The thing is, this scheme’s not crazy, and should it go forward, it would be only the most recent alteration of the shape of the island. Much of modern Manhattan is built on landfill. The process began around 1690, when the newly arrived English began heaving trash and other material into the harbor and building piers on the fill, and essentially ended when Battery Park City was constructed on earth and rock excavated from the original World Trade Center site and then deposited in the Hudson River. The result: an island whose outline only vaguely resembles the one Henry Hudson sailed past in 1609. So there is no intrinsic reason why de Blasio’s scheme shouldn’t work, all else being equal.
But all else is never equal in Gotham. De Blasio will be comfortably nestled in the retired mayors’ home by the time the necessary environmental-impact studies are completed and the inevitable NIMBY-driven litigation has run its course. And the $10 billion price tag de Blasio hung on his proposal seems naively lowball in a town where it costs more than $3.5 billion to build a mile of subway track. De Blasio readily admits that the city lacks the money to do the job—indeed, subway reconstruction, remediating school and highway deterioration, and rehabilitating crumbling Housing Authority projects doubtless will have first claim on the city’s limited capital-investment dollars.

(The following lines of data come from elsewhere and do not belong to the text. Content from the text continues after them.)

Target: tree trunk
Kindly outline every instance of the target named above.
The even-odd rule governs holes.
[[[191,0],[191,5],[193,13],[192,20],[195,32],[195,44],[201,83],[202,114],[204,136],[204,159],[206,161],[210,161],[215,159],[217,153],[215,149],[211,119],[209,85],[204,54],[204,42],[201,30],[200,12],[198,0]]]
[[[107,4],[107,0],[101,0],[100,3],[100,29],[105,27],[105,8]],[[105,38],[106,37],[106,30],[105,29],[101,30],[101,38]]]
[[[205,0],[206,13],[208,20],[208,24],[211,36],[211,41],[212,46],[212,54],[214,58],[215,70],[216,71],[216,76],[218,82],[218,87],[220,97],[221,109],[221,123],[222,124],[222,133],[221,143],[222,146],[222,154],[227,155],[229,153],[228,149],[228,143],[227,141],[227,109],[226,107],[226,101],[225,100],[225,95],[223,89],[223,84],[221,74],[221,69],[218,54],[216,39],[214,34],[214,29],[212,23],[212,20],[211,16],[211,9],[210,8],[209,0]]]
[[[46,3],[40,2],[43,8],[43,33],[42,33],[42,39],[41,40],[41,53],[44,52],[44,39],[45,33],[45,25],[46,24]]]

That doesn’t have to be the end of things, though. A combination of municipal energy, imagination, and will—plus an independent agency with bonding authority—should be enough to get the job done. For inspiration, look no further than Battery Park City. The 92-acre, largely residential and parkland site on the west side of Lower Manhattan, having replaced notoriously collapsing piers and other deteriorating waterfront properties, integrates smoothly into the adjacent Financial District and incorporates the former World Financial Center (now Brookfield Place). It’s owned and operated by the Battery Park City Authority, a Rockefeller-era inspiration that bonded construction financing, continues to carry that debt, and has generated hundreds of millions of dollars that City Hall has used for off-site subsidized housing and other municipal purposes. The cash is not land-use rent—though it might just as well be—but rather the product of a synergistic project resting solidly on the more than 3-million cubic feet of Hudson River fill dug from the World Trade Center site.
There should be no acceptable reason why the same template couldn’t be applied to the creation of storm-surge protection for Lower Manhattan. It needn’t be all barriers and berms, either: aggressive economic development could be incorporated into the undertaking, with the initial proceeds servicing construction debt and eventually providing a steady municipal revenue stream.
So what the hell, Mr. Mayor, give it a whirl—and prove Mark Twain wrong!